Ancak liberal degisimcilerin genelde paylastiklari bir husus var: degisim zarureti. Bir baska deyisle Türkiye'de 1923'de kurulan sistem artik tikanmistir ve tikanikligin açilmasi lazimdir. Fakat bu tikanikligin 1923 mentalitesi ve mevcut statüko ile asilmasi imkansizdir. Bu sebeple de kendi degerlerimizle çatismayan yeni ve liberal bir degisime ihtiyaç vardir. Bu degisim ise mevcut statükonun tüm yönleriyle sorgulanarak sistemin restore edilmesinden geçer.
Özal ile siyasal alanda baslayan degisim arayislarinin entellektüel zeminde taraftar bulmasi, Türkiye'nin içinde bulundugu sartlarda bu çevreyi fikirlerine önem verilmesi gereken bir unsur haline getirmistir.
Türkiye'deki statükonun degismesi zarureti üzerinde israrla duran liberal degisimcilerin tabii ki Refah Partisi'nin (RP) yükselisi ve 27 Mart seçimleri konusunda söyleyecekleri çok sey olacakti. Fikirlerini degisik yayinlarda ve platformlarda ifade ettiler. Liberal degisimcilerin fikirlerine yer vermesi açisindan, basinda Neo-Özalist olarak adlandirilan bir çevre tarafindan yayinlanan Türkiye Günlügü dergisi önemli bir konuma sahip.

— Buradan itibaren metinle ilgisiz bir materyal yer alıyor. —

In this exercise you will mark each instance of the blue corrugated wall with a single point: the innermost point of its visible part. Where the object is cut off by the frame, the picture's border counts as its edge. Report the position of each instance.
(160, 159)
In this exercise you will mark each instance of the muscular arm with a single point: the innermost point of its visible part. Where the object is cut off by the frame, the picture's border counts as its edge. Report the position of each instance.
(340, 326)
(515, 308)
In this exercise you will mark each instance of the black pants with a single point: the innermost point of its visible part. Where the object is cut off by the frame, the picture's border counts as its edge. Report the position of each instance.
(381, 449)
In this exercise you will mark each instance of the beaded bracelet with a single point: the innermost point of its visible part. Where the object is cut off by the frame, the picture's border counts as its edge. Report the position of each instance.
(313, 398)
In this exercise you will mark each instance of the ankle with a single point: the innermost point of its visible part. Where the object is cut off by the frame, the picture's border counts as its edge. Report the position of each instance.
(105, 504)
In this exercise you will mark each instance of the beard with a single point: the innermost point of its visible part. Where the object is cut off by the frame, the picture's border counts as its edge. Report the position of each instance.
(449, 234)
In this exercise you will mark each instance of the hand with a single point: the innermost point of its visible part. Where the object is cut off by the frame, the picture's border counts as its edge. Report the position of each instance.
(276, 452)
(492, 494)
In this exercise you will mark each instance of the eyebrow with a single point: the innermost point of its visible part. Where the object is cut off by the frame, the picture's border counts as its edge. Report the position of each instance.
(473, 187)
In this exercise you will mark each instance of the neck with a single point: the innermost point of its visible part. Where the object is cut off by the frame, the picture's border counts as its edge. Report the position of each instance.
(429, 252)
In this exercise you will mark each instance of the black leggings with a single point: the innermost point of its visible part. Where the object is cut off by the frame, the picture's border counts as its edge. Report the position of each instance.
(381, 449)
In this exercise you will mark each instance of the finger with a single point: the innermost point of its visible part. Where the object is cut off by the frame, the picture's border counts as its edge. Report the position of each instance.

Derginin Mart/Nisan 1994 sayisi konu olarak 27 Mart seçimleri üzerine yogunlasiyor. Derginin kapak basligi Siyasetin 27 Mart'i: Dönemeç mi Dönüsüm mü? sorusu. Bu sayidaki yazilar, degisimcilerin laiklik, Türkiye'deki laik kesimler, RP ve Islamlasma konusunda yaptigi analizler ve Türkiye'nin gelecegi açisindan öne sürdükleri çözümler bakimindan önem tasiyor. Yazimin bundan sonraki kisminda genelde derginin belirttigim sayisindaki yazilari kullanarak, fakat degisimci kesimlerin diger yerlerde yayinlanan yazilarina da basvurarak, Türkiye'nin gelecegi açisindan Islamilesme ve RP hadiselerine nasil baktiklarini aktarmaya çalisacagim.

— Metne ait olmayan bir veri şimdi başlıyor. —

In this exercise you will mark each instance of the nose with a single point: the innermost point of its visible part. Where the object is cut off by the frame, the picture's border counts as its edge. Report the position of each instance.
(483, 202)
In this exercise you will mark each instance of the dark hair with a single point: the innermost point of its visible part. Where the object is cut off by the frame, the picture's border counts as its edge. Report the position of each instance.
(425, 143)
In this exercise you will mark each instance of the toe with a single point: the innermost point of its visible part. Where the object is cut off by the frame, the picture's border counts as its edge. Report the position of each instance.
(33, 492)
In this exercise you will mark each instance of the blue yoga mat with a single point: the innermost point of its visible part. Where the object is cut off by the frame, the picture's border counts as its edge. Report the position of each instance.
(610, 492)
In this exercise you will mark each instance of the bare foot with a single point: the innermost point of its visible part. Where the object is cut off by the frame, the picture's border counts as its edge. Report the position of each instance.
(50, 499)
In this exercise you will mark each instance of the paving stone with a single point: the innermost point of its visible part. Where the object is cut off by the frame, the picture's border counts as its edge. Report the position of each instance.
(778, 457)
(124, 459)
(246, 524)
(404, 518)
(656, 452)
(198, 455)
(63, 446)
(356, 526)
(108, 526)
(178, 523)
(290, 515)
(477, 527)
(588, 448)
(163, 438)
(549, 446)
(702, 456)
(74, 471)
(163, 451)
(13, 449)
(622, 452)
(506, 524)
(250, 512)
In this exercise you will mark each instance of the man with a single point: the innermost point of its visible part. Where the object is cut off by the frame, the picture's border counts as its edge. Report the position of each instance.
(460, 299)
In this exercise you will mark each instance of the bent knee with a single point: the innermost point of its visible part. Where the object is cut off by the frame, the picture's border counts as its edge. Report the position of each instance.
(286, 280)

Degisimcilere göre müslüman kesimin veya herhangi bir din mensubunun laiklikle bagdasmasi fevkalade mümkündür. Yalniz bunun önündeki en büyük engel dini dislayan ve küçümseyen ve onu çagdisiligin kalintisi olarak gören "laikçilik"tir. Laikçilerin eylemleri müslüman halkça yanlis yorumlanarak laiklige maledilmektedir (Vergin 1994; Türköne 1994; Akat 1993, 130).

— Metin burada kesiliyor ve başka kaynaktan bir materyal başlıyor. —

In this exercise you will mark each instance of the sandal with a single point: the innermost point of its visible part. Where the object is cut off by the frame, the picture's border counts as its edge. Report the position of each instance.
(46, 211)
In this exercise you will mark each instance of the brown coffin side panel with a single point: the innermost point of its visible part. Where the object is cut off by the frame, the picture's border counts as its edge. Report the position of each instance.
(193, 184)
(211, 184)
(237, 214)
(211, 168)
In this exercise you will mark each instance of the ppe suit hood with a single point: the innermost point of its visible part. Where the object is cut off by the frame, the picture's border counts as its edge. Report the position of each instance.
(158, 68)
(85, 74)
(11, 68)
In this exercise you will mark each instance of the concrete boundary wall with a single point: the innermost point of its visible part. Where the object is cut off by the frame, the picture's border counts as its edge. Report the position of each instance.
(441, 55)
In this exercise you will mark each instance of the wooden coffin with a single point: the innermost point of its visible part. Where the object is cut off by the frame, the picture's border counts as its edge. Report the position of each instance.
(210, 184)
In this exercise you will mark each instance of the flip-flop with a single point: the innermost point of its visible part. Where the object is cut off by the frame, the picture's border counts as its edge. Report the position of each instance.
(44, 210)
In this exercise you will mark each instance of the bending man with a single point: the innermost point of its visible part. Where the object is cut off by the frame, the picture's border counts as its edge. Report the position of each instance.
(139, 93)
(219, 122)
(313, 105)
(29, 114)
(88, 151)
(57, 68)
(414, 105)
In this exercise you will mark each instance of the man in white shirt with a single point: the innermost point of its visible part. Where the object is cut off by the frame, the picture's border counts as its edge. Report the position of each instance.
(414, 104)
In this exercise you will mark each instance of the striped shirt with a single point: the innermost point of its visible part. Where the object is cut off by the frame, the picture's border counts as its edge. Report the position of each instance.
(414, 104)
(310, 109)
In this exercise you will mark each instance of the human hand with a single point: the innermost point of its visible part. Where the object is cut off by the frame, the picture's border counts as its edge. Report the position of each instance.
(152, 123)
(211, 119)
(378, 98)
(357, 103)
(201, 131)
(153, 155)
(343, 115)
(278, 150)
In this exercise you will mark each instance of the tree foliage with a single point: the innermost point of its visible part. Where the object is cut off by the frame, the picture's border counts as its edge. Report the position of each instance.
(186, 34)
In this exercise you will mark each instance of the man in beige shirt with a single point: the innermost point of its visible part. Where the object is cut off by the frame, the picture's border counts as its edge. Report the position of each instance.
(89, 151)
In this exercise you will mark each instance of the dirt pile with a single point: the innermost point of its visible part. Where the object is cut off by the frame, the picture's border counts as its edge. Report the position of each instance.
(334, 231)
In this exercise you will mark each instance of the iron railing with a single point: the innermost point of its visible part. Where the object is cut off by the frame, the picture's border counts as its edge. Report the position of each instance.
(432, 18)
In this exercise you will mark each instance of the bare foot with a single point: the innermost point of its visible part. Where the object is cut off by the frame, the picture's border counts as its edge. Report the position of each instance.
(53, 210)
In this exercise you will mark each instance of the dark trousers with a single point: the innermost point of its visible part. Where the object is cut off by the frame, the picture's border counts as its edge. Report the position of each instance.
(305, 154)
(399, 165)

Nur Vergin'e göre laikçiler, laikligi bir araç olmaktan çikarip bir amaç haline getirmislerdir; dindisiligi uygarlik, gelismislik ve okumusluk olarak takdim etmekte ve dindarlara istihza ile bakmaktadirlar (1994, 5). Bu haliyle Türkiye'de laiklik tamamen nötr bir yönetim ilkesi olmaktan çikip (medeni) yasam biçimleriyle sekillenmis statü gruplarinin alanini tanimlar hale gelmis ve laiklik dini egitime karsi çikma, isyerlerinde ve okullarda cuma namazi için mescit taleplerini laiklikten taviz olarak görme, Kur'an kurslarina karsi çikma, içki içme, mini etek giyme ve gece hayati özgürlügüne indirgenmistir (Göle 1994a; Türköne 1994; Özdemir 1994b). Bu özelligi ile, laikçilerin laiklik anlayisi, "gayri-Islami" olmanin ötesinde "anti-Islami"dir (Çandar 1994; Çakir 1994a). Dolayisiyla, kendini "medeni" sinifina koyan laikçi-batici cephe, Göle'nin tabiriyle, Türkiye'de ortaya çikan kast sisteminin alt tabakasinda bulunanlarin söz sahibi olmasina ve iktidar talep etmesine "tiksinti" ile bakmaktadirlar ve bunu "kirlenme" olarak görmektedirler (1994, 15).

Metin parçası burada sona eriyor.